As you may have gathered by now, I like to base my gardening for wildlife on observation: there’s nothing I like more than a good old nosey around a garden seeking out which creature is using which plant. And so on Saturday I pootled along to a National Trust garden in Sussex called Nymans to indulge my curiosity.

The sun was shining, the wind was light, so it was a pleasure to see several butterflies still on the wing (Painted Ladies, Red Admirals and a Peacock). Their nectar source of choice was several types of winter heather, cultivars of both Erica carnea and Erica x darleyensis. The great thing about both is that they can grow on neutral and limey soils as well as acid.

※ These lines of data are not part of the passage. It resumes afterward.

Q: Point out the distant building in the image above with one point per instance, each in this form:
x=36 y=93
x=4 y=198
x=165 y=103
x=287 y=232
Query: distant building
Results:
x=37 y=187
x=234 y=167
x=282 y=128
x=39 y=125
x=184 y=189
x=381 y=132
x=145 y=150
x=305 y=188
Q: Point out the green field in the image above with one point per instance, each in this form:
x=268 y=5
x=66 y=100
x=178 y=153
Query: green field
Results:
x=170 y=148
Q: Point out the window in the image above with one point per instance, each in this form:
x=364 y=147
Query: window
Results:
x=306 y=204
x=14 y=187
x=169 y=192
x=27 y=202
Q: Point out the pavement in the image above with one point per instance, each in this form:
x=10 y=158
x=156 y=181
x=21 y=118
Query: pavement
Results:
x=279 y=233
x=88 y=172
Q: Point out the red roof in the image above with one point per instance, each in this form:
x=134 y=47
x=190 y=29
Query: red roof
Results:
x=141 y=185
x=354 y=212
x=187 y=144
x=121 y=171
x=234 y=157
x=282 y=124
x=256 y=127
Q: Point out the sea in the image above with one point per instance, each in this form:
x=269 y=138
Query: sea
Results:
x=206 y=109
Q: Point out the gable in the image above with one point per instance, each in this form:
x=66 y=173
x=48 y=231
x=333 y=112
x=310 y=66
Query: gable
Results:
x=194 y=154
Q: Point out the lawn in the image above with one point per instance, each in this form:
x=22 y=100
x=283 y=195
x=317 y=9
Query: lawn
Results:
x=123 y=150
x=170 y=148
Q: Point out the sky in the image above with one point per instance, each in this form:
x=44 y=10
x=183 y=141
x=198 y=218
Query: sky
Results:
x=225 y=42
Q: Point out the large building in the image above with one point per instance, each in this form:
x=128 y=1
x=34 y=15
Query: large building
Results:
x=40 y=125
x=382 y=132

Also doing well was a Mahonia, its flowers in full flame attracting bumblebees, Honey Bees, hoverflies, flies and a Red Admiral.

But the plant that fascinated me most was a straggly, unimposing Magnolia tree about 20 foot high. It was in fruit, its rather exotic ‘seed heads’ bursting with the red, bead-like ‘berries’. Birds couldn’t keep away – there were several Starlings plus a Blackbird, Song Thrush, 4 Blue Tits (right), Coal Tit and Great Tit, more birds than I saw in the rest of the garden combined. It reminded me of the David Attenborough documentaries from the rainforest, where monkeys and toucans seek out favoured trees as their fruits come into season, an ever-changing menu for them to learn and seek out. Here at Nymans, this Magnolia was clearly the café of choice this weekend!

Comments
  • Going off at a slight tangent, I was clearing leaves yesterday, and to my surprise discover I have growing snowdrops 1-2 inches out of the ground underneath them. Should this be?

  • My snowdrops are about the same, my Mahonia hasn’t started flowering yet and I have Wallflowers out (which the bees are enjoying). Natures timing seems to have gone astray this autumn.

    I have planted four Magnolia trees in my garden, I chose them for their early flowers, but I’ve now got my fingers crossed that they will be the varieties which produce these tasty fruits.

  • Hi 'AQ' (if I may be so bold as to abbreviate you!), I was only out looking for the first signs of my Sussex snowdrops last week, but not a sign. I'm sure now I'll be out there again tomorrow because of yours. I have been keeping 'phenology' records for almost 10 years of my bed of Wild Daffs and have been quite amazed at the variation in first emergence and flowering times.